In the way consumers dislike the traditional way of buying cars, i.e., you walk on a car lot to browse and a salesman jumps on your leg like a cocker spaniel in heat, lawyers are not fond of the traditional way that old line legal research firms sell legal research.
Pricing information is near impossible to get over the phone or through the mail or even online. You first have to talk to a commissioned sales agent “in person.”
This continues to perplex since you can buy just about anything from smoked hams to prescriptions to underwear online. But getting pricing, let alone trying to actually buy ala carte legal research by jurisdiction without enduring a high-pressure sales pitch remains nigh near impossible.
Free online legal research.
But this old-style, overhead-heavy, and high-cost model remains under threat. How long it survives remains unclear.
Lawyer/consultant Jay Fleischman in his article, “LexisNexis And Westlaw Re-Launch – Too Little, Too Late?,” at Legal Practice Pro, thinks any late-adapting innovations being offered are akin to rearranging the Titanic’s deck chairs. Also see Law Librarian Blog: “LexisNexis had a challenging year.”
Continued economic pressure, emerging lower cost competitive models and increased client resistance to high legal bills have generally caught the providers flat-footed.
Moreover, with as many as 19 state bar associations having partnered for “free” legal research through providers like Fastcase, the old line model is becoming more and more passé, particularly for solos and small firms. Competing with Fastcase is Casemaker, whose legal research system is available through a partnership with 28 other state bar organizations.

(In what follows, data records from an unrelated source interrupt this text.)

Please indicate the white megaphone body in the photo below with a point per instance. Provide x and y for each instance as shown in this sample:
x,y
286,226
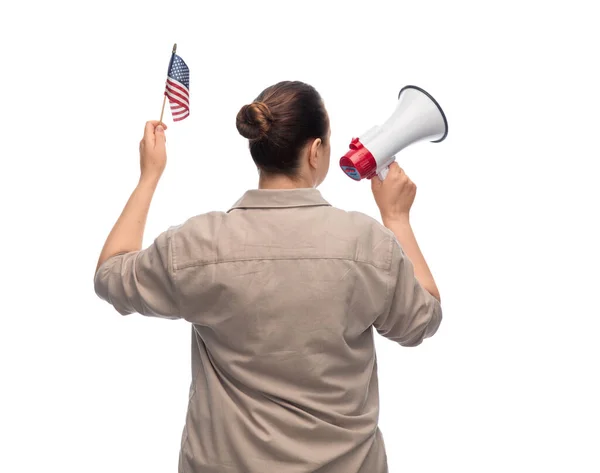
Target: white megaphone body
x,y
417,117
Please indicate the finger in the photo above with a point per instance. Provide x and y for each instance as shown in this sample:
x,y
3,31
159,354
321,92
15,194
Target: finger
x,y
376,182
160,138
150,129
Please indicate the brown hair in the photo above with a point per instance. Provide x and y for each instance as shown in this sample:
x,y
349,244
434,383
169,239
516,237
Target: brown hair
x,y
280,121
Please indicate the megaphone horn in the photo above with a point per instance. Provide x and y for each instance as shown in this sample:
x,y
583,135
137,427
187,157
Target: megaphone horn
x,y
417,117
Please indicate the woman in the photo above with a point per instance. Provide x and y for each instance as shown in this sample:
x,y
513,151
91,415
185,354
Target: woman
x,y
282,292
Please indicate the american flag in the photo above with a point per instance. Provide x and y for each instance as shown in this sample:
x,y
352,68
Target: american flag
x,y
177,89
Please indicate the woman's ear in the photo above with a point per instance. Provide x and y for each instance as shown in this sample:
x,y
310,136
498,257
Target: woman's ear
x,y
313,156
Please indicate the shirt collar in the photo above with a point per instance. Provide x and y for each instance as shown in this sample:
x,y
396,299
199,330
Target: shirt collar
x,y
280,198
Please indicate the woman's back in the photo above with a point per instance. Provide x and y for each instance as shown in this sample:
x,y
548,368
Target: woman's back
x,y
283,291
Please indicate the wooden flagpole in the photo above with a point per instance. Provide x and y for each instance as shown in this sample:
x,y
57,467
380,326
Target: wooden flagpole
x,y
169,70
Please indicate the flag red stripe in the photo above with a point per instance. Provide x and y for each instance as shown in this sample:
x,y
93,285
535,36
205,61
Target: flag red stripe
x,y
177,85
176,95
178,102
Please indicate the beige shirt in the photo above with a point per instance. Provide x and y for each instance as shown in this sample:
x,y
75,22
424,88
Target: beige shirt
x,y
282,292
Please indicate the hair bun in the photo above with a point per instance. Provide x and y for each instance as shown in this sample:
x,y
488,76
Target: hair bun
x,y
254,120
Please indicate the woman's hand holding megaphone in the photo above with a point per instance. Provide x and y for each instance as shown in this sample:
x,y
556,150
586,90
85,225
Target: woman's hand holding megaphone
x,y
394,195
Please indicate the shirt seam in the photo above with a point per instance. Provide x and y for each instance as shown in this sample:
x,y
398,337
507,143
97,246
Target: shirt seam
x,y
174,271
236,260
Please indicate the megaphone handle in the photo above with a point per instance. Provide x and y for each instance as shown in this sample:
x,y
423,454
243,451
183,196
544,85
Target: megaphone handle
x,y
383,173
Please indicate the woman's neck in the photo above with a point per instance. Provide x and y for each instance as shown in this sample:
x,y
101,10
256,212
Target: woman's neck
x,y
282,182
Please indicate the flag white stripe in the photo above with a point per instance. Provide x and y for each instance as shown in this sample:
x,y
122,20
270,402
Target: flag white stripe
x,y
182,91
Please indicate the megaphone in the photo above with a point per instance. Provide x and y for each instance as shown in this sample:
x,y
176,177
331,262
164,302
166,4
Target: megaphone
x,y
417,117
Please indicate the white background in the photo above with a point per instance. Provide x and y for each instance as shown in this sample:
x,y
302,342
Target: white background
x,y
506,215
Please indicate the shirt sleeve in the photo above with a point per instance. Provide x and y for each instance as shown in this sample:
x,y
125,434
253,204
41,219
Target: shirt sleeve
x,y
141,281
412,314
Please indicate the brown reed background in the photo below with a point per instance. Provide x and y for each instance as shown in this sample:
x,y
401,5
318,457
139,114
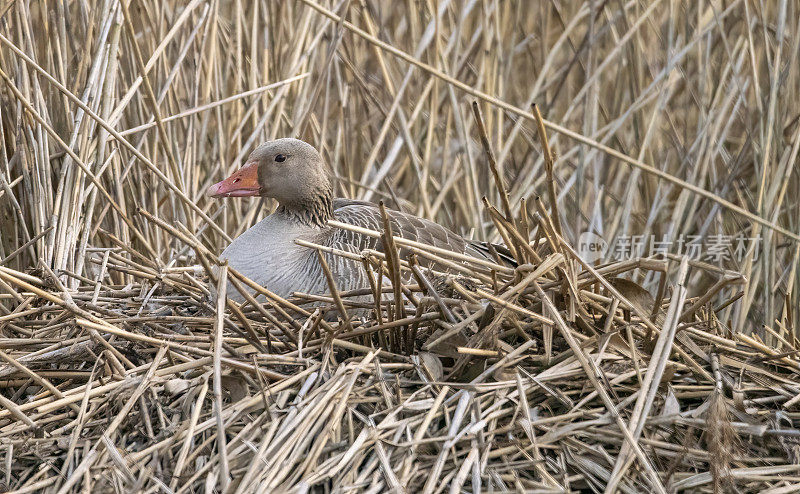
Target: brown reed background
x,y
665,117
702,91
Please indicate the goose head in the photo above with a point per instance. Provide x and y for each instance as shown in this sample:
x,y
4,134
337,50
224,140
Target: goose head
x,y
288,170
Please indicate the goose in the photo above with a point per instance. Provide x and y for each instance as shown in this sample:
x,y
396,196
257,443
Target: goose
x,y
294,174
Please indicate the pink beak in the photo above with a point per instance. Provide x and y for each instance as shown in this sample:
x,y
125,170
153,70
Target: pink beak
x,y
242,183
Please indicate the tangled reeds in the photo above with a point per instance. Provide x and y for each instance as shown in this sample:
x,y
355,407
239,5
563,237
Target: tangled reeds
x,y
658,373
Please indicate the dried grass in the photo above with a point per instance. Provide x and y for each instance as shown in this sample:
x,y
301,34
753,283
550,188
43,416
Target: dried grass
x,y
663,118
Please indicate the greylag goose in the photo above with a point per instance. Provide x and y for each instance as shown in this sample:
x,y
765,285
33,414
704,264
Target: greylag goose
x,y
293,173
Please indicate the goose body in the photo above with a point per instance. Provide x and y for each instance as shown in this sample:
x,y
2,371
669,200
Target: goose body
x,y
268,254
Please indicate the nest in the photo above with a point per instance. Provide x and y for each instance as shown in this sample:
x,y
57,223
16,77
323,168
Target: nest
x,y
550,376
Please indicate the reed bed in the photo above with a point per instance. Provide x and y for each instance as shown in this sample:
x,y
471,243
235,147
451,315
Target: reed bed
x,y
527,124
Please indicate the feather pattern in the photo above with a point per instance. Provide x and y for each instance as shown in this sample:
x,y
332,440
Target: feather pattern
x,y
267,252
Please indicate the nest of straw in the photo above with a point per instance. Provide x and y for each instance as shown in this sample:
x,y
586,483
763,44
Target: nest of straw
x,y
551,376
651,374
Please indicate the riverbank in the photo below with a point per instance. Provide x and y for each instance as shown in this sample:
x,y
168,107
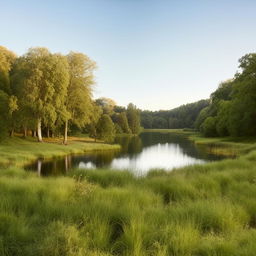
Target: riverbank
x,y
205,209
19,151
226,146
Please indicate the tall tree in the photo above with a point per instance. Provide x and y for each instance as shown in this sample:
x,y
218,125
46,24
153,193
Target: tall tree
x,y
40,81
133,117
79,103
105,128
123,122
7,59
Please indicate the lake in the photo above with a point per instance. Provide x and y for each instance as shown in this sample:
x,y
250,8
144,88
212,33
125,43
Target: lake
x,y
149,150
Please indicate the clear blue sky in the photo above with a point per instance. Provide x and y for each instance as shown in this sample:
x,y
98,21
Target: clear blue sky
x,y
158,54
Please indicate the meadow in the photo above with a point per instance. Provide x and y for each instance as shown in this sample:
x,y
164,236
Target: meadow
x,y
200,210
19,151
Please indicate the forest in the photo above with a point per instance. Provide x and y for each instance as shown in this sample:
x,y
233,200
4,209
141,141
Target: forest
x,y
230,111
180,117
49,94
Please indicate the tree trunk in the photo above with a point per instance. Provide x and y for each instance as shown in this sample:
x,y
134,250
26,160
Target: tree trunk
x,y
11,133
65,140
39,131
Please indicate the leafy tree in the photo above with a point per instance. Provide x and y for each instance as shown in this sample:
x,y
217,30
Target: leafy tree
x,y
107,105
79,104
222,119
7,59
92,126
209,127
146,119
4,98
40,82
159,122
123,122
118,129
133,117
105,128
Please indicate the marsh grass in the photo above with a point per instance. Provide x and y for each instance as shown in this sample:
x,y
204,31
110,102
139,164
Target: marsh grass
x,y
19,151
200,210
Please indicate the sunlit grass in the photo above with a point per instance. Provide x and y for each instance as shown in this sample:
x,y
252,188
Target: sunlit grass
x,y
197,210
18,151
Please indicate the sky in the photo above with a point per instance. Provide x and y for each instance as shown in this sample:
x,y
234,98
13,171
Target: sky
x,y
157,54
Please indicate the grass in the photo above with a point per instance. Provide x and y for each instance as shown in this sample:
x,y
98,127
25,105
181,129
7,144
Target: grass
x,y
19,151
226,146
200,210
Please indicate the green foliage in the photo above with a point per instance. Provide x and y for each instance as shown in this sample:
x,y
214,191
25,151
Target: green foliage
x,y
233,104
4,124
122,121
181,117
197,210
133,117
105,128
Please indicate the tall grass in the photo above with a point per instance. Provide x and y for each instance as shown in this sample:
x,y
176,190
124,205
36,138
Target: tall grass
x,y
201,210
18,151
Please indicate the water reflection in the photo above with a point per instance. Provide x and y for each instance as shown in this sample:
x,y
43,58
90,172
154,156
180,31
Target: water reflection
x,y
138,153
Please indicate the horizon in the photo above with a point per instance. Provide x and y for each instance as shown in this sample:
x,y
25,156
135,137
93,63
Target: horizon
x,y
157,55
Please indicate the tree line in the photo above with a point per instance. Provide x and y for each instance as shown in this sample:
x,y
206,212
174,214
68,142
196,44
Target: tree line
x,y
180,117
232,109
48,94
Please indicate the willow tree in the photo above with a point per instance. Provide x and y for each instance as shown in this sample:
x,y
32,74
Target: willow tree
x,y
40,81
8,100
133,117
79,102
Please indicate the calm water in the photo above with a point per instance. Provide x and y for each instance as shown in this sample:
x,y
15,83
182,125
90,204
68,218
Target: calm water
x,y
138,154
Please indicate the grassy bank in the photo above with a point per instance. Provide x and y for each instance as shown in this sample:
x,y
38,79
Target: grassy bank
x,y
18,151
227,146
204,210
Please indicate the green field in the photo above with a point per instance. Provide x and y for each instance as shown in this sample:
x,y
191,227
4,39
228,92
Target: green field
x,y
19,151
200,210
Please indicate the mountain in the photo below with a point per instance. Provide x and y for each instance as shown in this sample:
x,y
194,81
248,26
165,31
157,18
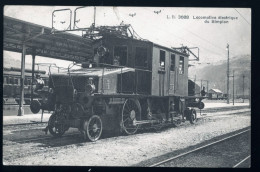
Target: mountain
x,y
217,75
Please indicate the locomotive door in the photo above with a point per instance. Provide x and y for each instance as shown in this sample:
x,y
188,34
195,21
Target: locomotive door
x,y
172,75
161,82
161,72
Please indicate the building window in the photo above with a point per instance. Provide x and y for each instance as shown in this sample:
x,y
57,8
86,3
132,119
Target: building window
x,y
172,62
181,65
5,80
162,60
120,55
141,57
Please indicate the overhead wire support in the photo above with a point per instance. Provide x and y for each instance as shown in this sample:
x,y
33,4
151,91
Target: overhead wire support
x,y
242,16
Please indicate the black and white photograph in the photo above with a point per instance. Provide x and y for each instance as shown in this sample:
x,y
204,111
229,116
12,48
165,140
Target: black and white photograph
x,y
126,86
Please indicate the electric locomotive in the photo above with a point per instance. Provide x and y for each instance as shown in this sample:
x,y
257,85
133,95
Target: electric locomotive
x,y
125,85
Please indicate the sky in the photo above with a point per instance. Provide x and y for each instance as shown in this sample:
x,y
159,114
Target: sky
x,y
171,27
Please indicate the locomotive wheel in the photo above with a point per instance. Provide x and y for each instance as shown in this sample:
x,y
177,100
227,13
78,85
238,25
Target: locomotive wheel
x,y
35,106
93,128
130,113
56,126
193,116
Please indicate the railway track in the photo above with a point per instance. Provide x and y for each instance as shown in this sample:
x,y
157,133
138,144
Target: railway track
x,y
197,150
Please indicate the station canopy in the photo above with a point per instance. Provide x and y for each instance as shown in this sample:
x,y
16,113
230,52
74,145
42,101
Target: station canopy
x,y
40,41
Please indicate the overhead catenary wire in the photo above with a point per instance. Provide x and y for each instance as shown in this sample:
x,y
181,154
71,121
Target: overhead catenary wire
x,y
242,16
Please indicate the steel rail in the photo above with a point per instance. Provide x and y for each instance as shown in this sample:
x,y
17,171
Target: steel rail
x,y
235,166
44,138
199,148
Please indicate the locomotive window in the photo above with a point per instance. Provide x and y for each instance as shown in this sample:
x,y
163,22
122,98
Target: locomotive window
x,y
29,81
5,80
162,60
25,81
16,81
46,82
181,65
11,80
120,55
141,57
172,62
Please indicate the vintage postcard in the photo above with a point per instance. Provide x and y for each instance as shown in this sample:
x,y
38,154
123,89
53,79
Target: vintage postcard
x,y
126,86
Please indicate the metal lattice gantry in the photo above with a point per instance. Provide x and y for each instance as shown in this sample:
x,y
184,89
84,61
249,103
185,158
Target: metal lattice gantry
x,y
31,39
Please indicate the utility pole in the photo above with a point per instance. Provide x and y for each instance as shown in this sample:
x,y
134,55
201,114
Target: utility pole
x,y
207,87
243,88
228,75
233,87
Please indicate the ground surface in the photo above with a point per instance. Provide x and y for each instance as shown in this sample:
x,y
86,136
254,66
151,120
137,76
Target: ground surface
x,y
227,153
121,150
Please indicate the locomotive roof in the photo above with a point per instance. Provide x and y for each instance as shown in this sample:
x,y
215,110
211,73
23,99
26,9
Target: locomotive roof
x,y
148,42
97,71
15,73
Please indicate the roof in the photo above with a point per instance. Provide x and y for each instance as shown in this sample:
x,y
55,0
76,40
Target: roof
x,y
41,41
98,71
215,90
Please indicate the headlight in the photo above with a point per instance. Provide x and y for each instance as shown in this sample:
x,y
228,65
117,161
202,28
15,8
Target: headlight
x,y
51,90
90,88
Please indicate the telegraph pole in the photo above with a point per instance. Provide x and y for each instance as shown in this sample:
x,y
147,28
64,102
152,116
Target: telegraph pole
x,y
228,75
233,87
243,88
207,87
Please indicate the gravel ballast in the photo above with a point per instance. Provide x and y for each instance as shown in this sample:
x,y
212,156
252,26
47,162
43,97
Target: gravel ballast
x,y
130,150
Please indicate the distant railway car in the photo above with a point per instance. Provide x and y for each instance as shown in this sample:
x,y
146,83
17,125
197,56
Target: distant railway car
x,y
11,84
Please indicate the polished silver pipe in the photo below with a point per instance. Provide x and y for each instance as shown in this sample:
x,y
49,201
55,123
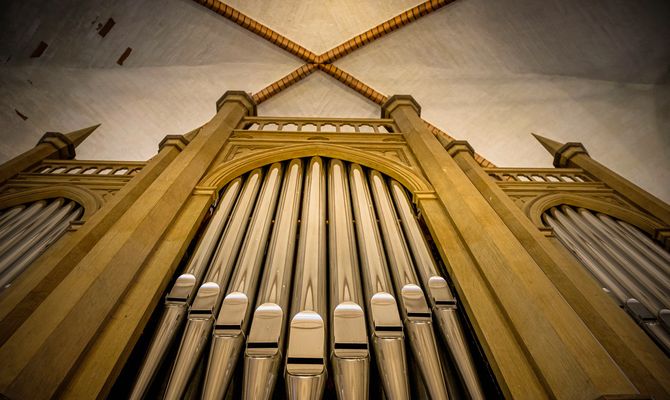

Of course, access to these providers is not technically “free” since availability is limited to dues-paying bar members. And interestingly, these member benefits aren’t all created equal. Some jurisdictions, like Nevada’s, limit case research only to their state court decisions. Members have to upgrade and pay extra to access other jurisdictions.
Big Law, on the other hand, continues to hook itself to the ‘same old, same old’ intravenous drip line and what one law librarian calls “a bewildering variety of subscription plans.” See Mary Rumsey’s “Guide to Fee-Based U. S. Legal Research Databases.”
Free online legal research.
And then there are free online providers like the following: MegaLaw – Legal Research, Case Law, Supreme Court,
FDsys,(the Government Printing Office),
WashLaw Web and
Law schools, law libraries, and individual state jurisdictions like the New Jersey Courts Search Page, the California Courts Directory and Texas Courts Online | Case Searches also provide excellent access to free online research.
Other examples of comprehensive, free or very low-cost resource portals include Rominger Legal and the Gallagher Law Library, UW School of Law or the Hugh and Hazel Darling Law Library at UCLA Law School’s terrific gateway at “Federal Courts & Case Law – Online Legal Research beyond LexisNexis and Westlaw.”
The traditional providers, however, have not stood still. They have adapted in their own way and one, LexisNexis, even provides limited access to free case-law research through tools like lexisONE® Community. And both LexisNexis and Westlaw also offer piecemeal pay-by-credit card individual case research.
Of course, free legal research resources don’t provide the additional benefits you get with fee-based research models. You don’t, for example, have free citation checking or up-to-the-minute updating. Additionally, the search engine tools used by free legal research providers don’t have the laser-focused, discrete capacity to quickly narrow and efficiently find what you’re looking for. And of course, there’s still the moderating caveat, “you get what you pay for.”
And as with free CLE, there are no warranties as to content-quality or continued access. For example, one free legal research provider,AltLaw.org, shut down for good last year.